Nick Scali (ASX: NCK): The considerable cost-of-living pressures being felt by many everyday Australians remains a defining feature of the domestic landscape. The impact across households and businesses is something we see as quite uneven. Established homeowners, along with a wave of potential downsizers with no or low mortgage exposure are, generally speaking, far less impacted and less sensitive to interest rate changes. We see Nick Scali as an incredibly well-run business, with decades of ‘runs on the board’ in successfully growing and, more recently, integrating businesses, while consistently lifting margins. We believe August reporting season will bring further signs of back-end efficiency gains and ‘Scali-isation’ from the Fabb Furniture UK acquisition, an easing in supply chain costs due to normalising global shipping container rates, and a continued laser-like focus on operational efficiency, margins, cash flow and execution of its profitable growth strategy.
SGH Limited (ASX: SGH): Its ‘big three’ business units – WesTrac, Coates, and Boral – place SGH in an enviable position as a critical player within Australia’s Mining, Infrastructure and National Building ecosystem. We see a backdrop of multi-year, multi-billion-dollar mining and infrastructure projects as conductive to SGH continuing to execute its strategic (and increasingly profitable) growth strategy. As above all-the-while bringing an unwavering and unequivocal focus on operation efficiency, margins
Reliance Worldwide (ASX: RWC): Recognising our inherent cognitive biases, and predisposition to cognitive shortcuts, it should not come as a surprise that not all major index constituents are priced for perfection on meagre earnings growth. Some have already experienced their own dose of tariff and trade ‘turbulence’, where in this case our central phrase ‘Cometh the hour’ is more attuned to demonstrating adaptability, resilience or turnaround potential. In this category is global integrated plumbing supplies and fixtures business Reliance Worldwide (RWC) which operates across its core Repair and Remodel, Commercial and New Residential divisions. Adaptability of its supply chain, in particular de-emphasising China and logically emphasising the US, along with a potentially more constructive outlook in economic activity in Europe and the UK, come together to frame RWC as a stock to watch this August.

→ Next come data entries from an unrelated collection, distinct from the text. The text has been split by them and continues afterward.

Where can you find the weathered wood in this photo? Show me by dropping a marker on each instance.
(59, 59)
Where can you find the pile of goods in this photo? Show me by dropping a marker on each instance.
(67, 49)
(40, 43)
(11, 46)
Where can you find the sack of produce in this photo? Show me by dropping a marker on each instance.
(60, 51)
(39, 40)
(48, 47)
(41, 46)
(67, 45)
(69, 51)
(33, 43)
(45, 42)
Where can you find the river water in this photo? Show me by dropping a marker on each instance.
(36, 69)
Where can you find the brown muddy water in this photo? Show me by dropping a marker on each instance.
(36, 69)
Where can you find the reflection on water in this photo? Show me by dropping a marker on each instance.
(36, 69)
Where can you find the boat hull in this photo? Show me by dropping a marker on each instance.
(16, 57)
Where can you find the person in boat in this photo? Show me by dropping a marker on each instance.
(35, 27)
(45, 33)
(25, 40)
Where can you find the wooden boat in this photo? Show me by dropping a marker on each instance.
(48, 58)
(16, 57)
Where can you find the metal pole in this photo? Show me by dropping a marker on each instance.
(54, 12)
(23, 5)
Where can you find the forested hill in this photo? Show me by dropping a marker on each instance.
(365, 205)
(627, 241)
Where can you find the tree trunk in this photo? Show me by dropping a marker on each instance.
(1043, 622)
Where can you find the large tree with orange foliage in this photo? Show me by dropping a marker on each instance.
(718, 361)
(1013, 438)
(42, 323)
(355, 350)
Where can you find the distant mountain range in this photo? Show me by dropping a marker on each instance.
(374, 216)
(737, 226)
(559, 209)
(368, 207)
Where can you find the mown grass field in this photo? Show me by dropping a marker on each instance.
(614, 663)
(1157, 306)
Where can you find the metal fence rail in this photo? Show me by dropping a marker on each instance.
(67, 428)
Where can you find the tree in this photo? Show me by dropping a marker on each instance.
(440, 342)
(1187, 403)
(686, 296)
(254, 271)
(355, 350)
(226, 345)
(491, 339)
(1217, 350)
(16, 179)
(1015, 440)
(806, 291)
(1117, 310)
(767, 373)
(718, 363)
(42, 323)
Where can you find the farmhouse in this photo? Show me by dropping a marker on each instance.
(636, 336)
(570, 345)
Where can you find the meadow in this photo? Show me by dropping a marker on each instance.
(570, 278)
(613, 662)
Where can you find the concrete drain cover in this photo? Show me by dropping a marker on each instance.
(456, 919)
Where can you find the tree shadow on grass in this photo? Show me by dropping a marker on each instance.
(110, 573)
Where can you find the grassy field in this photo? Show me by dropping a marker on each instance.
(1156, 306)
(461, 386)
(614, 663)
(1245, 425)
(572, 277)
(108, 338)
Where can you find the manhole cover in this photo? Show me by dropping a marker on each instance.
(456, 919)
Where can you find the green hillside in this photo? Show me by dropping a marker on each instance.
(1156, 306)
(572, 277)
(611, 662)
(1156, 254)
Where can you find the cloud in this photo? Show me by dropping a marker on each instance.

Three sectors that are showing appeal
Specialty Real Estate – Housing affordability challenges present a continuously favourable backdrop for self-storage and (well located, high amenity) land lease communities. The efficient movement of goods within an integrated economy, including last-mile urban infill locations, expanding into modern logistics and data centres, are all bright spots we see within the domestic REIT universe.
Health Care – Following what in many respects has been a post-covid normalisation period, we see differentiated higher-margin quality health care businesses focused on improved quality of life and logically extension of life and ‘living well’ as areas of interest in the upcoming reporting period. The health care sector’s appeal also ties in with the broader theme of cost-of-living pressures remaining uneven across households and the wave of low or no mortgage downsizers seeking to enjoy a high-quality active lifestyle.
Major Miners – Broadly speaking, businesses with meaningful interests in major mining projects with low or lowest cost of production, extracting critical and in-demand materials with a fundamental focus on operational efficiency, margins, cash flow generation and strategic execution (with an appropriate investment horizon) have the ability to play a critical role within a diversified investment portfolio. Returning to our prior ‘stage is set’ metaphor, we see major miners as being ‘on the flip side’ and a natural beneficiary of potential ‘failure to delight’ reporting season results, particularly from ‘index heavyweights’ and/or widely held names.